Pour mesurer le CO2, il faut acheter un capteur de CO2. Un point de vigilance important est que de très nombreux capteurs ne sont pas fiables. La technologie de référence est celle appelée infrarouge ou NDIR (non-dispersive infrared sensor). La technologie photo-acoustique est prometteuse. Par contre, il faut proscrire les technologies MOX ou électrochimiques. Nous avons constaté que certains capteurs NDIR ne sont malheureusement pas fiables et c'est pourquoi nous proposons sur notre site une liste de capteurs fiables que nous avons testés – à nos yeux, ceci ne crée pas de conflit d'intérêts vis-à-vis des fabricants.

L'utilisation de tels capteurs est relativement aisée. Il faut en étalonner certains en les plaçant à l'extérieur pendant dix minutes et en appuyant sur un bouton. Ces capteurs s'utilisent en présence des occupants. Il faut les placer à la hauteur où nous respirons, entre un et deux mètres de hauteur, et loin des entrées et des sorties d'air, sur une table ou sur un mur.

Ce graphe donne un exemple de mesures issues d'un capteur que nous avions prêté à un collège. Trente personnes sont présentes dans la salle et le taux de CO2 est initialement de 400 ppm. Au bout d'une heure, le taux est monté à 2 000 ppm puis il atteint 2 500 ppm. Ce qui est intéressant est que, en ouvrant portes et fenêtres, le taux descend très vite et revient à 400 ppm. Ce sont des valeurs qui sont tout à fait similaires à celles des études systématiques réalisées par l'Observatoire de la qualité de l'air intérieur, qui relevait que beaucoup d'écoles ont un air très confiné, ce qui signifie avec un fort taux de CO2. C'est similaire à ce qui est observé dans les autres pays européens.

Nous avons mesuré que, comme le dit la littérature scientifique, la qualité de la ventilation varie beaucoup au sein d'une même catégorie de locaux. Il existe des logements bien ventilés ou mal ventilés, des transports en commun mal ou bien ventilés. Cela montre que les solutions existent – l'ouverture des fenêtres, la ventilation mécanique contrôlée – mais qu'elles ne sont pas mises en œuvre partout.

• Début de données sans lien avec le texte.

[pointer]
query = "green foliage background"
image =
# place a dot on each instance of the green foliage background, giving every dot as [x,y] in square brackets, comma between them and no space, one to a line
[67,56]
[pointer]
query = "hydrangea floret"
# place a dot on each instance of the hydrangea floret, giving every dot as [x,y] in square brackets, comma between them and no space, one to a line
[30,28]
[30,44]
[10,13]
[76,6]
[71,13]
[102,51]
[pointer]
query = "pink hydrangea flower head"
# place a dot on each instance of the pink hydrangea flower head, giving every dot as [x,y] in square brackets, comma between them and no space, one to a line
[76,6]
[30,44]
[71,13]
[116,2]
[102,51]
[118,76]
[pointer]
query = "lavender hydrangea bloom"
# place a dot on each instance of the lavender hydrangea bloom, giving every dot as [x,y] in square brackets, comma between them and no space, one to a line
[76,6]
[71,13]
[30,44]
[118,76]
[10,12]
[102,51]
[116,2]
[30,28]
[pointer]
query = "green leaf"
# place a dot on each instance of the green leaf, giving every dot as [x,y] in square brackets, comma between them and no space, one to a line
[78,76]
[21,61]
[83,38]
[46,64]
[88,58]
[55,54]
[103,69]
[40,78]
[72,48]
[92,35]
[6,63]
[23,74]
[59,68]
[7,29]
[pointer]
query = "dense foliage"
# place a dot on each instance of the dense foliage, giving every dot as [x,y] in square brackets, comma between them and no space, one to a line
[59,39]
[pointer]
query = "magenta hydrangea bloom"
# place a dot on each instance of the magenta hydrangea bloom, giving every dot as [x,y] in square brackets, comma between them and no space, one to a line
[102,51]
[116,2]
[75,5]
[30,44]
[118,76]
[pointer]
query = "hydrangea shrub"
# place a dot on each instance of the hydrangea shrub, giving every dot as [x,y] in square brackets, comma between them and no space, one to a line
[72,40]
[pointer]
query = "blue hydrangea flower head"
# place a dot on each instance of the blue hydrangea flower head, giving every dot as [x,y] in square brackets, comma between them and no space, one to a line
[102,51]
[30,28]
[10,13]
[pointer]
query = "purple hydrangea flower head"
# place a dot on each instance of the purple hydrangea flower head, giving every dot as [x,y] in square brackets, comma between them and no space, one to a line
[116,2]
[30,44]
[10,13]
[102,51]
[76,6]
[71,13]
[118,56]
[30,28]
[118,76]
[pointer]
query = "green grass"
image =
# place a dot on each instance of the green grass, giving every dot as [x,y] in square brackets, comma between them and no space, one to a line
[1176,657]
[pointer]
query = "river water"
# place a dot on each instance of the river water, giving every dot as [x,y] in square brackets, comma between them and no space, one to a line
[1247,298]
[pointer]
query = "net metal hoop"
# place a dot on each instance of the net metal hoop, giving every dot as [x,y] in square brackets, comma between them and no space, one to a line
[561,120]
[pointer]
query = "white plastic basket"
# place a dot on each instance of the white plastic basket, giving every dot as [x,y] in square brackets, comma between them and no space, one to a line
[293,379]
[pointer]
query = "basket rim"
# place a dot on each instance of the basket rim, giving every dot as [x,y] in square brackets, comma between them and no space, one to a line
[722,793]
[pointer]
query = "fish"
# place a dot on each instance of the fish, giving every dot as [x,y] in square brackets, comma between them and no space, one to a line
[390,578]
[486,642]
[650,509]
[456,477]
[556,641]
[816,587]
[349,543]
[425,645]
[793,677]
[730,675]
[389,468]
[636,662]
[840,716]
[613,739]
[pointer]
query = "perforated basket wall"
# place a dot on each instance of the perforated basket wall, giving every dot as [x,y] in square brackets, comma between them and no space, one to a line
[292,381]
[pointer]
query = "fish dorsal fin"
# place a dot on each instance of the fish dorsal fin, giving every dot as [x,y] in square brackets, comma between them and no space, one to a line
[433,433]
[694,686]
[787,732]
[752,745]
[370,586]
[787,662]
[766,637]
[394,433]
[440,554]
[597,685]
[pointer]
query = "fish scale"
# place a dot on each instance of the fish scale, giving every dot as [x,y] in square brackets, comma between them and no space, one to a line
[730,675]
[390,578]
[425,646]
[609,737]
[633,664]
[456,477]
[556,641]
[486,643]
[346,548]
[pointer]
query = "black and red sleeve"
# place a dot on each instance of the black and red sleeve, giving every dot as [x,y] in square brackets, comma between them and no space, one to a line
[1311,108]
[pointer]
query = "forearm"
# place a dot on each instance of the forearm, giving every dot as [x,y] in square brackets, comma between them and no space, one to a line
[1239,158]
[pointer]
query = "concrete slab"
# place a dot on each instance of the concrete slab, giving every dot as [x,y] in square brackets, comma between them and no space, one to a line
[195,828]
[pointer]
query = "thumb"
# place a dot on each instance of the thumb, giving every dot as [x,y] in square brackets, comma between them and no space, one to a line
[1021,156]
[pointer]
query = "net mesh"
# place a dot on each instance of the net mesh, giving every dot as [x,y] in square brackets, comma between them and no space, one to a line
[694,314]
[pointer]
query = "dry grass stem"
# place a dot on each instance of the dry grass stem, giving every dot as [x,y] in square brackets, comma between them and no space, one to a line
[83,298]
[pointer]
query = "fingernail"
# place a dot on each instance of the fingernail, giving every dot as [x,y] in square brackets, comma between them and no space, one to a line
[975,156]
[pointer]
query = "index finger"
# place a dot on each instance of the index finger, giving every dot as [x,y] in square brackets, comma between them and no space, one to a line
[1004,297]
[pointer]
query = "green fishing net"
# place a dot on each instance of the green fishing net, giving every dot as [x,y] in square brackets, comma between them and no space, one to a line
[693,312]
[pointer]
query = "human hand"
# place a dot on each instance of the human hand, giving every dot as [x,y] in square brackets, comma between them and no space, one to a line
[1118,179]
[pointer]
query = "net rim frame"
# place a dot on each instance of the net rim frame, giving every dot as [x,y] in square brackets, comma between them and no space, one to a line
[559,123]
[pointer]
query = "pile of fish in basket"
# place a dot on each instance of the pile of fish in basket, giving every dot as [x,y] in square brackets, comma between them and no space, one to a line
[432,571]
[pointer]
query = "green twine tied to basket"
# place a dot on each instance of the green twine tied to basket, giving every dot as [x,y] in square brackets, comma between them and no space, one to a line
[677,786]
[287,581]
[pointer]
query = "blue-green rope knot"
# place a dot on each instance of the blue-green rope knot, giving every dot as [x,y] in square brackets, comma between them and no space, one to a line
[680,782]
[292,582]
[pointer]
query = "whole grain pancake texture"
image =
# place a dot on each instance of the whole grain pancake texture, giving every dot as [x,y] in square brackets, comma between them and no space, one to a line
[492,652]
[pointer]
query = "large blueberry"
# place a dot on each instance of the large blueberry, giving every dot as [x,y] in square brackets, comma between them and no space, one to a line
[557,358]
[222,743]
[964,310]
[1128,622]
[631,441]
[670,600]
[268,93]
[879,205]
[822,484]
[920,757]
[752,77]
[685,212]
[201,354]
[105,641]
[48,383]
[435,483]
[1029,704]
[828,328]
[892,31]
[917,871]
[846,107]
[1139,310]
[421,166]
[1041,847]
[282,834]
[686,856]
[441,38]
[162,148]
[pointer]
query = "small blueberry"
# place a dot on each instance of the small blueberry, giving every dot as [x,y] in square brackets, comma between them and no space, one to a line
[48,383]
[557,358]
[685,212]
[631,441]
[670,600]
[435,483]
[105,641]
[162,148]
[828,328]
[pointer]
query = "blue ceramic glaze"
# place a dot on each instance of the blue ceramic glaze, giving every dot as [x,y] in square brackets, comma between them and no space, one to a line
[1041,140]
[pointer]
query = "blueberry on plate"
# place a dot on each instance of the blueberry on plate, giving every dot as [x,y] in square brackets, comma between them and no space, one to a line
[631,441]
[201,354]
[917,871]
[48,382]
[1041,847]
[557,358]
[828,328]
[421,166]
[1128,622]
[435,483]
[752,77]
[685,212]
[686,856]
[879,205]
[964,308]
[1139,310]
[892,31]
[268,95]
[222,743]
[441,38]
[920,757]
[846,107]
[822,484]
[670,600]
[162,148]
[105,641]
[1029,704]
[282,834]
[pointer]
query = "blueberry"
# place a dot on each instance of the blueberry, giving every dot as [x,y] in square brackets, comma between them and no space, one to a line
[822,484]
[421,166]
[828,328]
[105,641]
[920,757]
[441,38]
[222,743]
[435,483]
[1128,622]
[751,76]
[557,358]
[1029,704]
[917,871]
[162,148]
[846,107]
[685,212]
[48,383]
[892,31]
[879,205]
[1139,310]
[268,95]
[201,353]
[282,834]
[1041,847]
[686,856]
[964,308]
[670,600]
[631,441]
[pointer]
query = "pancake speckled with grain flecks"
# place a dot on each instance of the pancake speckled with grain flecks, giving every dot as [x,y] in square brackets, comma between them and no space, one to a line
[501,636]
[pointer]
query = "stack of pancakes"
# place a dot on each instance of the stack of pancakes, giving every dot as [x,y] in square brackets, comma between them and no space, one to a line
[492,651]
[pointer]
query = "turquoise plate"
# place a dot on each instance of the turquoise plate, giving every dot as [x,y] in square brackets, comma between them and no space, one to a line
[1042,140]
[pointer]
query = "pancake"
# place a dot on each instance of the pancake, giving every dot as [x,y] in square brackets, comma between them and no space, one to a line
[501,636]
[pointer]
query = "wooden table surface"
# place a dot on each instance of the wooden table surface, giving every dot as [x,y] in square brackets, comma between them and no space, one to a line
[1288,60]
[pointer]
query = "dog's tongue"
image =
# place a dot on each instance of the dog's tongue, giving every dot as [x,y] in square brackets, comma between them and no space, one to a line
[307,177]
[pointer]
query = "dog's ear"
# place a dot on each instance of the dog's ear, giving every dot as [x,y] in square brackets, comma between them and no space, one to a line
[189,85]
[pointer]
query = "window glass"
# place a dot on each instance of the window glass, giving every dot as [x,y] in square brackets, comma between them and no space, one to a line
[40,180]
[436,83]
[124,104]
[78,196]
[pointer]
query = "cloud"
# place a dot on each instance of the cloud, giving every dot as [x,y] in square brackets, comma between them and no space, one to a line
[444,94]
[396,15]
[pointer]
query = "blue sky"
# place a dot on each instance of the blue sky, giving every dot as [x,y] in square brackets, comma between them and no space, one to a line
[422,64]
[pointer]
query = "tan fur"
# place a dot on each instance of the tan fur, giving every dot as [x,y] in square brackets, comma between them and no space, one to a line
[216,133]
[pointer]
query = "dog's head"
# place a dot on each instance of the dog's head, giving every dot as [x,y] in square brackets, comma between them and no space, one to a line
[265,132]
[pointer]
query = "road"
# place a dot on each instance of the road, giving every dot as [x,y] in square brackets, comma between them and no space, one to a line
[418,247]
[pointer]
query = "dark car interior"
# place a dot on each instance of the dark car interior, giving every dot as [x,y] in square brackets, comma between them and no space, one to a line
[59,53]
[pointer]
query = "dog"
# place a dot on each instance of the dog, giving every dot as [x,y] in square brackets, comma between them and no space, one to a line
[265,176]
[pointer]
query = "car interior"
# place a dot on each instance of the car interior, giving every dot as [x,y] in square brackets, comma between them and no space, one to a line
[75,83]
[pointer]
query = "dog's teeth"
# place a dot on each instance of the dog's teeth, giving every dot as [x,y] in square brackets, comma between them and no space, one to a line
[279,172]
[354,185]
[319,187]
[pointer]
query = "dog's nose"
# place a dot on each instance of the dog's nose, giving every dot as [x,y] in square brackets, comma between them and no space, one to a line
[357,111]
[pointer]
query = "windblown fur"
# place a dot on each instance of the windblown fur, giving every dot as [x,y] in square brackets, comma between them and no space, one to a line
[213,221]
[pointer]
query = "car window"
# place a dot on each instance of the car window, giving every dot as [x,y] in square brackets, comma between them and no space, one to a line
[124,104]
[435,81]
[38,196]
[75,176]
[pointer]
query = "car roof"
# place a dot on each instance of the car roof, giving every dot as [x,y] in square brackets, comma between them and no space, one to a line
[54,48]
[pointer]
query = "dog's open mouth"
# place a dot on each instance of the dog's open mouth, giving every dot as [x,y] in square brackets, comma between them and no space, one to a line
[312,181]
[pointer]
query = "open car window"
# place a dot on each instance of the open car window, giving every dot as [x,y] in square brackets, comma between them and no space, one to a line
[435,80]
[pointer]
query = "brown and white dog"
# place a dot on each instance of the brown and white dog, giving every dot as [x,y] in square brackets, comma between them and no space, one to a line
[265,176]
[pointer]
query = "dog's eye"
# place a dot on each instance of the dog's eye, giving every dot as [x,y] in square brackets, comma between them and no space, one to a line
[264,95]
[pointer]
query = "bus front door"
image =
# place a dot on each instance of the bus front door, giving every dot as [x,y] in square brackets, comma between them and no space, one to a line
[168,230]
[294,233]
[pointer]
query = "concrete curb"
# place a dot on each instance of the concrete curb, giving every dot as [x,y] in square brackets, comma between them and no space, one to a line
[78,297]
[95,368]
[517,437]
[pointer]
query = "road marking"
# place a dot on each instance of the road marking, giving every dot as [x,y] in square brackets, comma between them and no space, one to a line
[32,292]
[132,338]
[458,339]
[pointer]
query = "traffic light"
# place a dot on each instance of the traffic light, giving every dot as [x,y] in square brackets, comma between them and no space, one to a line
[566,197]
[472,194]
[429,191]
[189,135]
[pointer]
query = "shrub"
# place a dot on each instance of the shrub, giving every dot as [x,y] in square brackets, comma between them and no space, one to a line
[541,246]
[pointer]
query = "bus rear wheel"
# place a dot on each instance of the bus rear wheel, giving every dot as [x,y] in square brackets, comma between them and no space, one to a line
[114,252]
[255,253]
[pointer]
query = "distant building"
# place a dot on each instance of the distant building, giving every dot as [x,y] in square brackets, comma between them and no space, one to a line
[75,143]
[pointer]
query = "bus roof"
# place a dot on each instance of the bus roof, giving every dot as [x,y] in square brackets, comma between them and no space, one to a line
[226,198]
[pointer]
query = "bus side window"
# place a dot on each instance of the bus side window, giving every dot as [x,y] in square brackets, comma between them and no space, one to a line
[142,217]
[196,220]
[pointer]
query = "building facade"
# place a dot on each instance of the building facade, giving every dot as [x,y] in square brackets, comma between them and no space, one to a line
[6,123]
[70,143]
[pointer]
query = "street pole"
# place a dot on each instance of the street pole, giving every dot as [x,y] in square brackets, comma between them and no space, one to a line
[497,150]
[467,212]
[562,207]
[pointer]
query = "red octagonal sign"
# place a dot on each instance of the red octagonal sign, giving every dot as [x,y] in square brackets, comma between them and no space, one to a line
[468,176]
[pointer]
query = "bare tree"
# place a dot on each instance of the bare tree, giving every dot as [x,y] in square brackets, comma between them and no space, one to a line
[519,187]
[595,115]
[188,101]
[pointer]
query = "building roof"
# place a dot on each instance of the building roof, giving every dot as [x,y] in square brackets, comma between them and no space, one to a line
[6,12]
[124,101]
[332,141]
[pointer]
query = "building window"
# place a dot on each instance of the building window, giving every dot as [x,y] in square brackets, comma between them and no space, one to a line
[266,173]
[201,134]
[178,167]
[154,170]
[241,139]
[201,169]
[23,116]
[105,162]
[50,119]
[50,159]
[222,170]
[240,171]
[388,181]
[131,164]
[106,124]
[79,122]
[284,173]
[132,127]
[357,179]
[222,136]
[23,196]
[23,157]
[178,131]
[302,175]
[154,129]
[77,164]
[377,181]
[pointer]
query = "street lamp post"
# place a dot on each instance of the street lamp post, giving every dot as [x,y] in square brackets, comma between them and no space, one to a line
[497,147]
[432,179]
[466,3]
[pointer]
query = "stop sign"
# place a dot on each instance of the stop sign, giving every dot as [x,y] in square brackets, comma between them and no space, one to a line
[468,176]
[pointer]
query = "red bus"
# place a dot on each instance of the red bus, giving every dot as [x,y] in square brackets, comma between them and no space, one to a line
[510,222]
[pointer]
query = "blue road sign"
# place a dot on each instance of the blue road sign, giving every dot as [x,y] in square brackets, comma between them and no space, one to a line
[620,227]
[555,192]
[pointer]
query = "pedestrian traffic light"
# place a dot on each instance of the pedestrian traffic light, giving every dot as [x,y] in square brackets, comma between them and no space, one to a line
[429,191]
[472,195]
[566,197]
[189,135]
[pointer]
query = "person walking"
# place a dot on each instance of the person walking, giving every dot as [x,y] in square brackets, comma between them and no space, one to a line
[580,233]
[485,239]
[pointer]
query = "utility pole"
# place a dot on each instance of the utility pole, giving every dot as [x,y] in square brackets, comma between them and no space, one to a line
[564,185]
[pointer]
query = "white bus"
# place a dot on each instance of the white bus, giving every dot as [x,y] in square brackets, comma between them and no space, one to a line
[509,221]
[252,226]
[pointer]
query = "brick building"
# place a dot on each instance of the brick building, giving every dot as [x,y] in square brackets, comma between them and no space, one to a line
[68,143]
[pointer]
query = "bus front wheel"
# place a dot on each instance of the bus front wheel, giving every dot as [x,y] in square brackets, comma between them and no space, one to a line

Pour finir, je parlerai de l'intérêt de la mesure du CO2 et de la ventilation hors contexte Covid-19. La transmission par aérosols n'est pas propre au SARS-CoV-2. De très nombreuses maladies peuvent se transmettre par aérosols comme la rougeole, la tuberculose, la varicelle, la grippe. Cela montre deux choses. Premièrement, la ventilation peut être utile pour lutter contre les maladies saisonnières telles que la grippe et elle est également un moyen de se protéger et de se préparer en cas d'émergence d'une nouvelle maladie respiratoire qui se transmettrait par aérosols. Deuxièmement, et c'est particulièrement important pour les écoles, les taux de CO2 élevés diminuent de façon réversible les capacités intellectuelles.

En conclusion, les capteurs de CO2 permettent de mesurer de façon quantitative la ventilation dans une salle et, lorsqu'il existe des ouvertures comme les fenêtres, ils permettent de sensibiliser les occupants. Ils permettent aussi de déterminer quand il faut ouvrir les fenêtres.